L’assassinat d’Ernest Manirumva le 9 avril 2009 a donné lieu à l’un des procès les plus suivis des dernières années au Burundi. Le premier jugement ordonné par le Tribunal de Grande Instance de Bujumbura en mai 2012 a été fort critiqué tant par la société civile burundaise que par les accusés et les parties civiles. Tous s’entendaient alors pour exiger des mesures d’enquête complémentaires afin d’identifier les vrais responsables du crime. Le jugement en appel rendu en janvier 2013 n’a pas non plus su répondre à ces attentes. Les parties civiles ainsi que certains prévenus ont donc déposé un pourvoi en cassation en juin 2013.
Or, depuis novembre 2013, le dossier a été fixé en audience publique par la Cour suprême de Justice du Burundi à pas moins de cinq reprises et ces audiences ont toutes été remises à des dates ultérieures. La Cour a systématiquement négligé les démarches visant à assurer la bonne préparation des audiences et à permettre à toutes les parties concernées d’être présentes. La dernière audience publique de la semaine dernière a connu le même sort.
« Ces irrégularités de procédure qui empêchent le dossier de suivre son cours normal se multiplient », constate Céline Lemmel, Chef de mission ASF au Burundi. « Les tribunaux doivent préparer les audiences de manière à ce que la justice soit rendue de façon équitable, tant pour les victimes que pour les prévenus, et ce dans des délais raisonnables », rappelle-t-elle.
Après plus de cinq ans de procédures judiciaires, les parties civiles au procès Manirumva s’impatientent à obtenir justice. « Le recours pendant devant la Cour Suprême est capital. Il vise à examiner une série d’éléments d’insatisfaction relevés dans le cadre de l’appel, comme l’absence d’équité des débats pour les parties civiles et l’absence de motivation de la cour quant aux refus de leurs demandes », précise la Chef de mission d’ASF.
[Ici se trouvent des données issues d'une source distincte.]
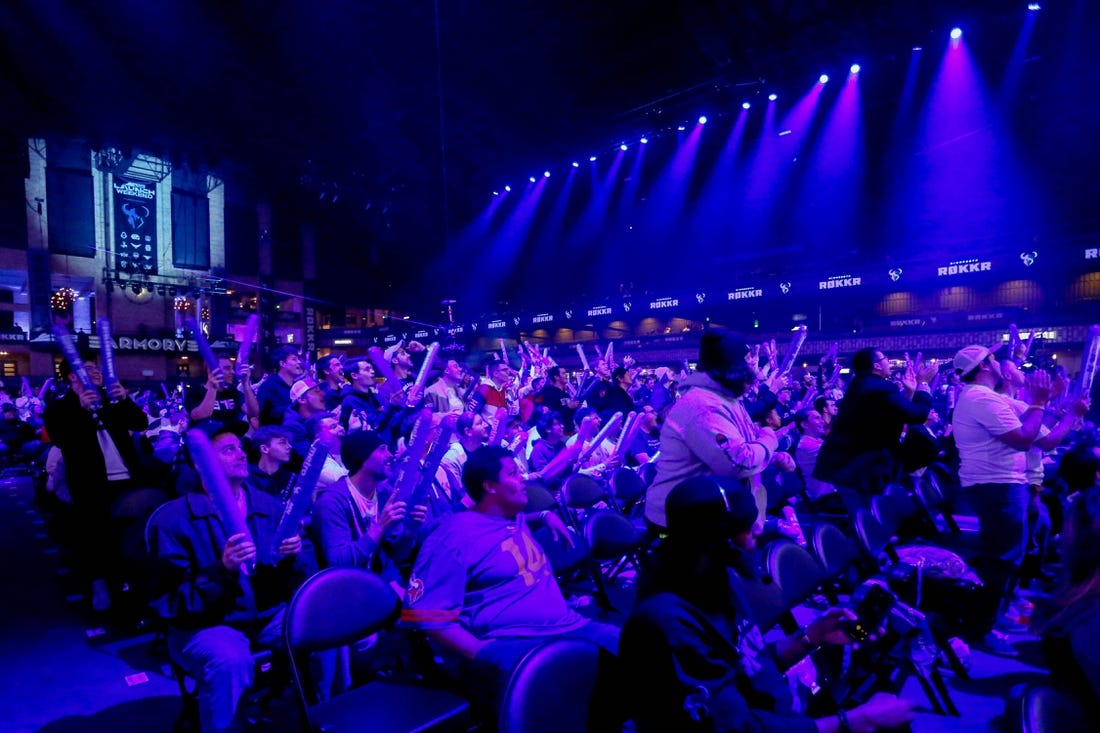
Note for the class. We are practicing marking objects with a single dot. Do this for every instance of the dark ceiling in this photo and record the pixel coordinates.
(299, 99)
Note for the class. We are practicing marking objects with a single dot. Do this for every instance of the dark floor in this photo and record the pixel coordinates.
(67, 669)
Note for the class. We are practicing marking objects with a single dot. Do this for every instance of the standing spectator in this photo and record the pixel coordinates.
(443, 395)
(274, 394)
(860, 452)
(92, 429)
(992, 441)
(360, 407)
(712, 406)
(306, 401)
(326, 429)
(617, 398)
(356, 520)
(330, 374)
(226, 397)
(554, 397)
(270, 473)
(482, 588)
(694, 656)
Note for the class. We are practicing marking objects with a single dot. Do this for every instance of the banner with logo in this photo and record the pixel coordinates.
(135, 227)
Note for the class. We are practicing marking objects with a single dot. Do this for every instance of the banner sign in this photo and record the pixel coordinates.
(135, 223)
(310, 316)
(964, 267)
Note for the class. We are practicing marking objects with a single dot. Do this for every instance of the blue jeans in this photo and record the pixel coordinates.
(1002, 513)
(220, 660)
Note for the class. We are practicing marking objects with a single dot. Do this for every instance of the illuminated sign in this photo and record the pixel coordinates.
(839, 281)
(127, 343)
(964, 266)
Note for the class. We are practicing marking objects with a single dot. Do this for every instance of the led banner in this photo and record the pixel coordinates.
(135, 227)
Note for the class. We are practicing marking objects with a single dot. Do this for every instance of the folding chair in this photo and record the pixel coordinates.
(333, 609)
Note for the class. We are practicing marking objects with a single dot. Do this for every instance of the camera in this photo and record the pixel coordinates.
(871, 602)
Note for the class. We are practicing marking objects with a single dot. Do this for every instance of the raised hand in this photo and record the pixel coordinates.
(239, 549)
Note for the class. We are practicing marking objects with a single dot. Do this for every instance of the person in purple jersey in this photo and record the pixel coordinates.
(482, 588)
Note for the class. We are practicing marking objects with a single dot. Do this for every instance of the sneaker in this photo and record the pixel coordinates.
(998, 643)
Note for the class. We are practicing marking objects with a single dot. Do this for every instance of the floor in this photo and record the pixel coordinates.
(67, 669)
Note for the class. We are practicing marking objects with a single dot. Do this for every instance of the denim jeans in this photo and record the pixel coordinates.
(1002, 513)
(220, 660)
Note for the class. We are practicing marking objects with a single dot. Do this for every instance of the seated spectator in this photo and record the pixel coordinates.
(216, 593)
(270, 473)
(647, 442)
(482, 588)
(326, 429)
(602, 459)
(823, 495)
(694, 656)
(551, 442)
(826, 406)
(471, 431)
(1070, 632)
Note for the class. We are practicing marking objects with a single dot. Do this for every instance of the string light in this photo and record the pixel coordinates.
(63, 298)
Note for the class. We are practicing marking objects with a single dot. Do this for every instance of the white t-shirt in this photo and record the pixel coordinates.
(980, 416)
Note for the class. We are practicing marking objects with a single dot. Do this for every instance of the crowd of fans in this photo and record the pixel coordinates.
(735, 453)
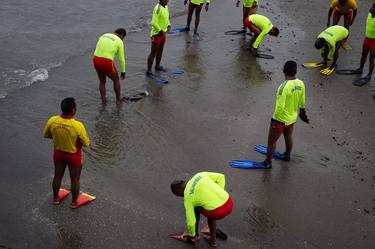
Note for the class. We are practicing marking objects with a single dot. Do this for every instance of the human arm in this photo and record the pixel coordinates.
(121, 58)
(354, 15)
(190, 216)
(330, 11)
(280, 99)
(302, 111)
(82, 135)
(218, 178)
(46, 131)
(336, 54)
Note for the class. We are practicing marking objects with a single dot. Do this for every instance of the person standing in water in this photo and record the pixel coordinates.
(160, 27)
(290, 99)
(68, 135)
(107, 47)
(195, 5)
(249, 7)
(368, 47)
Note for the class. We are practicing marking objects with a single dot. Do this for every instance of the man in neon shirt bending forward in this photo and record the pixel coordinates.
(203, 194)
(107, 47)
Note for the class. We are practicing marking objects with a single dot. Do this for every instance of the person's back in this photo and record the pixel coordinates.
(107, 46)
(68, 134)
(289, 98)
(206, 190)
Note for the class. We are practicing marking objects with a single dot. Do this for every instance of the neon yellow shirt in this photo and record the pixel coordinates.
(265, 26)
(250, 3)
(332, 35)
(108, 45)
(344, 9)
(370, 27)
(199, 2)
(206, 190)
(68, 134)
(160, 19)
(289, 98)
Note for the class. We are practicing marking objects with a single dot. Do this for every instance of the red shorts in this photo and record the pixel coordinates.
(158, 39)
(337, 13)
(220, 212)
(279, 125)
(368, 42)
(104, 65)
(72, 159)
(251, 26)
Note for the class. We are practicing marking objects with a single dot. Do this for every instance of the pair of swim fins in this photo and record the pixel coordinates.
(248, 164)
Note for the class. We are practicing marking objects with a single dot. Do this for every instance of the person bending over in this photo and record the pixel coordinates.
(195, 5)
(260, 26)
(290, 99)
(329, 43)
(203, 194)
(107, 47)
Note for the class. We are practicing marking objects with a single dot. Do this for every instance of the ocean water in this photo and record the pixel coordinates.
(38, 35)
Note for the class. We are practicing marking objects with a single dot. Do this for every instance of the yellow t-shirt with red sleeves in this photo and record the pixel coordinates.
(344, 9)
(68, 134)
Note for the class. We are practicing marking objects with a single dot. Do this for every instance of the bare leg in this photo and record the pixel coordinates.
(75, 174)
(245, 12)
(365, 51)
(198, 9)
(190, 14)
(59, 174)
(159, 54)
(371, 67)
(288, 132)
(335, 19)
(197, 218)
(212, 226)
(347, 20)
(102, 80)
(151, 57)
(273, 136)
(116, 85)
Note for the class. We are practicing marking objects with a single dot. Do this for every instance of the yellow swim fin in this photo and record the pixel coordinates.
(312, 64)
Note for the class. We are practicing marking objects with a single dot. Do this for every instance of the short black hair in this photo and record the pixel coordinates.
(67, 105)
(290, 68)
(276, 31)
(121, 31)
(175, 185)
(319, 43)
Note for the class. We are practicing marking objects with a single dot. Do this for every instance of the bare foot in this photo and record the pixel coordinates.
(213, 244)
L’enjeu du procès Manirumva est important pour les parties au procès, mais aussi pour les défenseurs des droits humains qui poursuivent leur travail au Burundi et attendent impatiemment des réponses de la justice burundaise. C’est pourquoi ASF appelle les autorités judicaires burundaises à mettre un terme aux délais récurrents et aux irrégularités dans l’examen de cette affaire ; la bonne tenue de la prochaine audience publique doit être assurée, et ce dans le strict respect du devoir de diligence à l’égard de toutes les parties au procès.